New songs mark sixth anniversary of French star Johnny Hallyday’s death

Fans of the late Johnny Hallyday, "the French Elvis Presley", will be able to commemorate the sixth anniversary of his death with two songs never released before.

New songs mark sixth anniversary of French star Johnny Hallyday's death

Hallyday, blessed with a powerful husky voice and seemingly boundless energy, died in December 2017, aged 74, of lung cancer after a long music and acting career.

After an estimated 110 million records sold during his lifetime – making him one of the world’s best-selling singers -Hallyday’s success has continued unabated beyond his death.

Almost half of his current listeners on Spotify are under the age of 35, according to the streaming service, and a posthumous greatest hits collection of “France’s favourite rock’n’roller”, whose real name was Jean-Philippe Leo
Smet, sold more than half a million copies.

The two new songs, Un cri (A cry) and Grave-moi le coeur (Engrave my heart), are featured on two albums published by different labels which also contain already-known hits in remastered or symphonic versions.

Un cri was written in 2017 by guitarist and producer Maxim Nucci – better known as Yodelice – who worked with Hallyday during the singer’s final years.

At the time Hallyday had just learned that his cancer had returned, and he “felt the need to make music outside the framework of an album,” Yodelice told reporters this week.

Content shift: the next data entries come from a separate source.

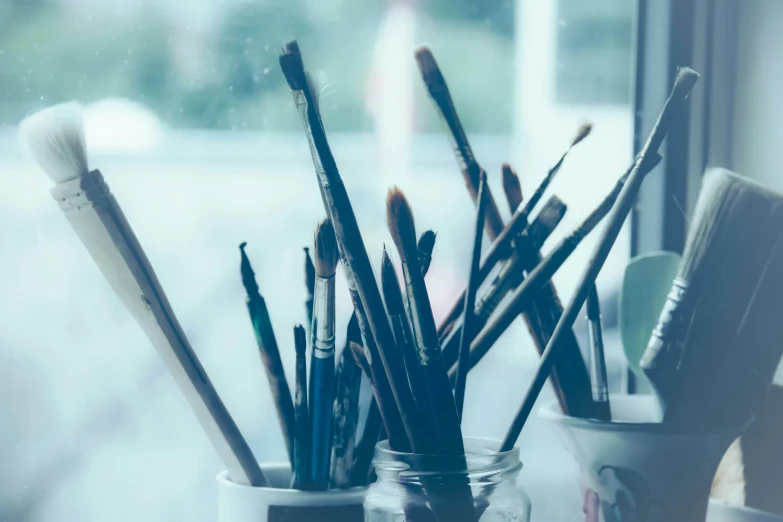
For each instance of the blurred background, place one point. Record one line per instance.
(191, 122)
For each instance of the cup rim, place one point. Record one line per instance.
(224, 481)
(551, 412)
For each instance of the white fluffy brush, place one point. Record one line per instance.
(54, 138)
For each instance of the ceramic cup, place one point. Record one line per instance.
(278, 503)
(636, 469)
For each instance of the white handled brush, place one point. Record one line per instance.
(54, 138)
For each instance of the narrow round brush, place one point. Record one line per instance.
(402, 334)
(597, 363)
(346, 409)
(713, 355)
(469, 317)
(443, 411)
(471, 170)
(322, 370)
(300, 478)
(309, 285)
(582, 132)
(510, 276)
(686, 79)
(270, 354)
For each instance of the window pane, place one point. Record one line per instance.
(192, 123)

Hallyday recorded a demo version of the song, accompanied only by an acoustic blues guitar, but never brought it to full production.

Sensing the fans’ unbroken love for Hallyday, Yodelice decided to finish the job.

He separated the voice track from the guitar which he felt was too tame, and arranged a rockier, full-band accompaniment.

“It felt like I was playing with my buddy,” he said.

The second song, Grave-moi le coeur, is to be published in December under the artistic responsibility of another of the singer’s close collaborators, the arranger Yvan Cassar.

Hallyday recorded the song – a French version of Elvis’s Love Me Tender – with a view to performing it at a 1996 show in Las Vegas.

But in the end he did not play it live, opting instead for the original English-language version, and did not include it in any album.

“This may sound crazy, but the song was on a rehearsal tape that had never been digitalised,” Cassar told AFP.

The new songs are unlikely to be the last of new Hallyday tunes to delight fans, a source with knowledge of his work said. “There’s still a huge mass of recordings out there spanning his whole career,” the source said.